The original post is probably prime. A prime factor can be up to the square root of a number. For this 1800 digit number, the square root is 900 digits. How can anyone know for sure that the number Elon posted is in fact prime?
For this post "potentially prime" means contains no prime factors smaller than 1 million. That is the limit of my patience. (About 6 minutes with my quickly cobbled together C++ program, compiled with -O3.)
If the 7 is shifted one character to the right, the prime factors are 29, 83, ...
If the 7 is shifted one character to the left, the prime factors are 1399, ...
If the 7 is shifted one character up, the prime factors are 231529, ...
If the 7 is shifted one character down, the prime factors are 12277, 47981 ...
If the 7 is changed to 1, the prime factors are 7, 11, 13, 2591, 24373 ...
If the 7 is changed to 2 it is potentially prime.
If the 7 is changed to 3, the prime factors are 3, 19, ...
If the 7 is changed to 4, the prime factors are 653, ...
If the 7 is changed to 5 it is potentially prime.
If the 7 is changed to 6, the prime factors are 3, ...
If the 7 is changed to 8, the prime factors are 7, 21701 ...
If the 7 is changed to 9, the prime factors are 3, 439 ...
TL;DR It's likely that the 7 needs to be where it is and it needs to be a 7.
I was also scratching my head on this, how can he generate that prime number while embedding an X logo as well as a "17" in a 60x30 matrix of numbers.

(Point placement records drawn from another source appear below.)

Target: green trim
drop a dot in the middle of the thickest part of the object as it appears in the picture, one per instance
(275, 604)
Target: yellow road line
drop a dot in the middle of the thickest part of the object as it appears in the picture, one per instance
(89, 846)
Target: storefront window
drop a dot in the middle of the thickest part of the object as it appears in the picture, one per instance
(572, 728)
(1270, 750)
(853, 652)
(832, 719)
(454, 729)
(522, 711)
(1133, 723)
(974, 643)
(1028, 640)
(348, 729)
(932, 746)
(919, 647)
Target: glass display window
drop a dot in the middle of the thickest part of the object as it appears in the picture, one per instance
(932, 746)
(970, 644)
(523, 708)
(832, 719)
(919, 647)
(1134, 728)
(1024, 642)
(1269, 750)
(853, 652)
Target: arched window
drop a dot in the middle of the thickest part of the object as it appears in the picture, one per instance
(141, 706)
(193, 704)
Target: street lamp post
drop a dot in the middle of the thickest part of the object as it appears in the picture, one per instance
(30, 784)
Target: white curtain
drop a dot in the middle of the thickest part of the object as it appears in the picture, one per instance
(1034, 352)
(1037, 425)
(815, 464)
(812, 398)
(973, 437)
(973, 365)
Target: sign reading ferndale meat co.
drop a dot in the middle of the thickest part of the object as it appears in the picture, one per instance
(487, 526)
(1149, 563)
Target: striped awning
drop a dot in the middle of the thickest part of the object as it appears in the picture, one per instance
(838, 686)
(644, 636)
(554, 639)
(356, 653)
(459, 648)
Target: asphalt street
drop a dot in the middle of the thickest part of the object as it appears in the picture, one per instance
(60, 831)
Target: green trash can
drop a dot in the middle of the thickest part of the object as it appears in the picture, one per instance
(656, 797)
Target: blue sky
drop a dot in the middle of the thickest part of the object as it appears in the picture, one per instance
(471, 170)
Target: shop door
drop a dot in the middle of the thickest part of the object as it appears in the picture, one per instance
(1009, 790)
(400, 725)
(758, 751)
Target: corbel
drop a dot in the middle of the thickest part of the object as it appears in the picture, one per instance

I tried to generate an 1800 digit prime number, all I got was the first prime number containing 1800 digits that started with a "1", ending with "1953" and all "0"s in between, using below python script (as suggested by AI):
import sympy
prime_number = sympy.nextprime(10**1799)
print(f"A prime number with 1800 digits:\n{prime_number}")
It would require a lot of computing power to get what Elon obtained (he probably used Grok for this).